Vanilla. smithers-orchestrator/gateway-client. One SmithersGatewayClient class with getRun, getNodeOutput, getNodeDiff, submitApproval, submitSignal, cancelRun, and a streamRunEventsResilient async generator that reconnects with backoff + jitter and resumes from the last per-run seq. This generator handles live pushed updates, metrics streaming, and subscriptions. Pick this when you want zero dependencies or already own your render layer.

The bundle reads ?runId=<id> from location.search for the run to scope to, and optionally __SMITHERS_GATEWAY_UI__ (a GatewayUiBootConfig) for the mount path, RPC path, WebSocket path, and free-form props you set at gateway.register({ ui: { props } }).

Auth. The bundle never holds a token in the user-facing path. Same-origin Vite proxy (local dev) or a Cloudflare Worker (Smithers Cloud / Plue) terminates the user session, strips and re-injects trusted-proxy headers (x-user-id, x-user-scopes, x-user-role), and forwards /v1/rpc/*, /workflows/*, /health to the Gateway. The Gateway is configured mode: "trusted-proxy" (or mode: "token" with a Worker-side service credential). For details and a reference Worker, see Custom Workflow UIs.

Local dev.

bunx smithers-orchestrator up my-workflow -d         # boot the gateway with the workflow + UI
bunx smithers-orchestrator ui                        # opens the UI for the most recent run
bunx smithers-orchestrator ui <runId>                # specific run

Reference bundles in this repo: .smithers/ui/vcs.tsx, .smithers/ui/grill-me.tsx, .smithers/ui/ultragrill.tsx, .smithers/ui/workflow-skill.tsx.

Docs:

Guide: smithers.sh/guides/custom-workflow-ui
Examples: smithers.sh/examples/workflow-ui-react, smithers.sh/examples/workflow-ui-vanilla
Protocol: smithers.sh/integrations/gateway

Full reference

This skill ships the complete docs next to it as llms-full.txt. Read it when you need the exact API: every component, the CLI catalog, the Gateway HTTP API and browser console, memory, OpenAPI tools, evals, optimization, and the full event union.

The docs are progressively disclosed, so you don't have to load the whole bundle to answer a focused question.
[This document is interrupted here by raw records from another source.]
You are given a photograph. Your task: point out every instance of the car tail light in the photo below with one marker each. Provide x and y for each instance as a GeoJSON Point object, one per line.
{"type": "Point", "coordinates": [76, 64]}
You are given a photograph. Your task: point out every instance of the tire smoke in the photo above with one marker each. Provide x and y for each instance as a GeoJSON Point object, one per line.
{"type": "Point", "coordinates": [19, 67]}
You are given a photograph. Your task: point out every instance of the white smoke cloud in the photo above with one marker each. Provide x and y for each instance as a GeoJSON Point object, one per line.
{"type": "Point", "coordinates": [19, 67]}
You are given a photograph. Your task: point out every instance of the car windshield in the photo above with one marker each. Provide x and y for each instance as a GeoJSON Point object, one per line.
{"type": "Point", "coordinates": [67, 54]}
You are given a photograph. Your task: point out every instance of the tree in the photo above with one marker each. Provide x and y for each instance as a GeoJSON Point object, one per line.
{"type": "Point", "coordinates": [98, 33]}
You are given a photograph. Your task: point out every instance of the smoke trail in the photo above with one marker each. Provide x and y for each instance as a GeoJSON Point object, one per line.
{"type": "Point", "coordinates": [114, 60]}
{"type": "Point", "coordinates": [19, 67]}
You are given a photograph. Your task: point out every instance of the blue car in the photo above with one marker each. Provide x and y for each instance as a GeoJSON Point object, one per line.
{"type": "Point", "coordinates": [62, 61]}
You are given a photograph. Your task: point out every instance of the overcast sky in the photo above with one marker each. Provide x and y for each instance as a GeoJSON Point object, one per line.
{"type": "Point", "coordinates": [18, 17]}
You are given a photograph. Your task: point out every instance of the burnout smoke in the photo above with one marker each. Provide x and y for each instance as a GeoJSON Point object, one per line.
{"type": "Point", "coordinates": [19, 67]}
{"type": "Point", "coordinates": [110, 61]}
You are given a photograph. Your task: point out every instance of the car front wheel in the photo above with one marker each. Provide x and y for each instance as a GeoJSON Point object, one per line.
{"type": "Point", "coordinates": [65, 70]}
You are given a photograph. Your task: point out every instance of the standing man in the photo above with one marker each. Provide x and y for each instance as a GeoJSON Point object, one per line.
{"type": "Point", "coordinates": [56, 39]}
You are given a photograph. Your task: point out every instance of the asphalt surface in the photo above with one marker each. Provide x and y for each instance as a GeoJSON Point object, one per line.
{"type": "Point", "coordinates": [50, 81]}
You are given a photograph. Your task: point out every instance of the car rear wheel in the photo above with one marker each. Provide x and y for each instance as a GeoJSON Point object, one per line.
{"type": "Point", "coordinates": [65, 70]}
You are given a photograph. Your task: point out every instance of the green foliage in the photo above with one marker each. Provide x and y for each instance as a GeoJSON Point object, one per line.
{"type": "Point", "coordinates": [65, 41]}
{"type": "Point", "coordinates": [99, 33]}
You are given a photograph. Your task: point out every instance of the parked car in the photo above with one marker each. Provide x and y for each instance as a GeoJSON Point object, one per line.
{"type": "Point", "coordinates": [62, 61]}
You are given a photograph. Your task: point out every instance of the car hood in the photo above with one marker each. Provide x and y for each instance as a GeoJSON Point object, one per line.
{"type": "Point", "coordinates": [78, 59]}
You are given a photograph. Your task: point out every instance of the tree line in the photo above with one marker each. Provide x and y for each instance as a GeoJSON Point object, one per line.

Start narrow and widen only as needed:

smithers.sh/llms.txt: a tiny index that points to the topic fragments below.
Topic fragments (each a few KB, pull only what's relevant): llms-core.txt (runtime, JSX surface, CLI, components, recipes, types, errors), llms-memory.txt, llms-openapi.txt, llms-observability.txt (HTTP server, gateway, MCP, OpenTelemetry), llms-effect.txt (Effect-ts authoring API), llms-integrations.txt (agent runtimes, tools), llms-events.txt (the full SmithersEvent union).
llms-full.txt: everything concatenated, when you want it all in context.

bunx smithers-orchestrator docs           # prints llms.txt (the concise index)
bunx smithers-orchestrator docs-full      # prints llms-full.txt
bunx smithers-orchestrator ask "How do I add a human approval gate?"

Docs: https://smithers.sh · fragments at smithers.sh/llms-*.txt
Repo: https://github.com/smithersai/smithers
npm package: smithers-orchestrator

When in doubt, clone the repo (github.com/smithersai/smithers) and read the source directly; the docs and llms-*.txt bundles can lag the code. The ground truth lives in packages/components/src/components/ (every component + its *Props.ts), apps/cli/src/ (the CLI), and examples/ (~90 runnable workflows). Grep there before guessing at an API.